1. January: Grow coast live oaks from acorns collected on a nearby walk (and then give the trees up for adoption when you have nowhere to plant them.  Oops!)
  2. February: Provide a place in the back yard for gulf fritillary caterpillars to turn into beautiful butterflies
  3. March: Accidentally discover some Palmer’s grapplinghook (California Native Plant Society-listed rare plant) on a nearby hike, also spend too many hours watching a Bewick’s wren bring back nesting material to the bird house you put up
  4. April: Stare confusedly at your garden plants and wonder why they are growing so slowly. Are they even growing at all? (Spoiler alert, you have to fertilize them.)
  5. May: Laugh hysterically at your neighbor’s lawn. Nature, which has no shame, is showing off a specimen of Phallus impudicus (common stinkhorn mushroom).  Also, watch the Bewick’s wrens who started nest building in March tirelessly feeding their chicks, which leave the nest at the end of the month and slowly make their way through the neighbors’ back yards in a little gang of five.
  6. June: Revel in the tremendous haul of carrots your garden provided. Start researching carrot recipes so this bounty does not go to waste.
  7. July: Watch two Sonoran bumblebees make sweet hymenopteran love on the pavement outside the house; creep slowly up to your pumpkin flowers, trying not to scare off any bees, to see if they are getting pollinated by anything other than honeybees (they are getting visited by native squash bees, Peponapis pruinosa. ! How did the bees find our tiny pumpkin patch in the middle of the city? Can they smell the pumpkin plants?? Nature is amazing!); observe a honeybee-mimic robber fly successfully hunting honeybees in the garden
  8. August: Plant a zucchini plant in the front yard with the help of assistant…later get a notice of violation from the homeowner’s association
  9. September: Begin sacrificing our tomato plants to the tomato hornworms. They make wonderful pets and don’t mind being handled by the kids, and they turn into beautiful sphinx moths in the spring.  Just don’t dig up the soil to find the pupae, because they look like something out of the movie Silence of the Lambs.  IT PUTS THE LOTION IN THE BASKET! Watch a beautiful dragonfly hunting insects flying above the garden.  While we watch him, he watches us watching him.

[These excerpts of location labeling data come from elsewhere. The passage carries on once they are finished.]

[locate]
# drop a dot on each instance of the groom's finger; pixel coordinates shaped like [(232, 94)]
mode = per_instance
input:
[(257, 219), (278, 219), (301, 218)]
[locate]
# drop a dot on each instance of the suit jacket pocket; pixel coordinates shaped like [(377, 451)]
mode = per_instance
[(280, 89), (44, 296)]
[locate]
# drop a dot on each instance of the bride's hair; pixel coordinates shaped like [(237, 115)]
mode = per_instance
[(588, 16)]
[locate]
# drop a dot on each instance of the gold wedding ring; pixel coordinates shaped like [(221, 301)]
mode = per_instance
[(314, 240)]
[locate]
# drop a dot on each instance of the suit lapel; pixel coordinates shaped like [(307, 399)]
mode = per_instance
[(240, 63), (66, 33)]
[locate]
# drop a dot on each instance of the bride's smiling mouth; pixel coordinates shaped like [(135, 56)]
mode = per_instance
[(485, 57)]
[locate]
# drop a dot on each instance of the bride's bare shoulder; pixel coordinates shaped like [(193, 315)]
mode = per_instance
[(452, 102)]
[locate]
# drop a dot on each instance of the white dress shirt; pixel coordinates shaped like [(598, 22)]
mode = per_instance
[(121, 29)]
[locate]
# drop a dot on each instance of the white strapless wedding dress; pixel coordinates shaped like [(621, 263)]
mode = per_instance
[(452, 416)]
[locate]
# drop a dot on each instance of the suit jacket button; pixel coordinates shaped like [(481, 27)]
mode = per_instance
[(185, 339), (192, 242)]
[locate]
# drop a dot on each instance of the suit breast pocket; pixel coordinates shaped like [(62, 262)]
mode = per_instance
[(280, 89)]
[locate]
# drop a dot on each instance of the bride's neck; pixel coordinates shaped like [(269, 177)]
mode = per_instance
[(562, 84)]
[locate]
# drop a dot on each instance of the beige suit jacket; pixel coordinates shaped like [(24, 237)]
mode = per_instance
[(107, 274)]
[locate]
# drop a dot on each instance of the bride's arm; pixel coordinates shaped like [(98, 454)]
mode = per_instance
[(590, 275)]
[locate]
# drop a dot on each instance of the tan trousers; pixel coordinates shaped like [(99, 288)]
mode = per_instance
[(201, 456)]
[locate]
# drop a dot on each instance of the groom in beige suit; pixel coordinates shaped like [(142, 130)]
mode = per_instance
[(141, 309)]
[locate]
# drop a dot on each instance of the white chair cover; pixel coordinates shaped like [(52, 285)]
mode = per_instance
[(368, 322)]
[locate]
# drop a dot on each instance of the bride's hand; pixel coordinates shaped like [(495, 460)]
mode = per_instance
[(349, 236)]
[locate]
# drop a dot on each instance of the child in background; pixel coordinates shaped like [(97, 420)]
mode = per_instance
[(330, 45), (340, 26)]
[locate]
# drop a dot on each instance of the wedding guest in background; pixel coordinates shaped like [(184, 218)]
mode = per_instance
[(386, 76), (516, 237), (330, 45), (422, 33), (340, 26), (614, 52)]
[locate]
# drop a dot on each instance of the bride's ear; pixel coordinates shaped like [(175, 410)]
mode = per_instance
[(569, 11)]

  10. October: Find shriveled spider on walk with kids and determine after hours of research and child neglect, that it is, in fact, a tarantula; give children a mycology lesson complete with spore prints and (surprisingly) find that one of the mushrooms has GREEN spores, much to the 4-year-old’s delight.
  11. November: Mentor a young gardener
  12. December: Stalk the Botta’s pocket gopher which has taken up residence in the neighborhood. Implore the children not to try to pet it, as it has grown so tame (due to some neighbor’s feeding it broccoli)

 

Happy Holidays from Balk Biological!  We hope you enjoyed some nature too, and hopefully enjoyed the time with your families.  See you in 2021!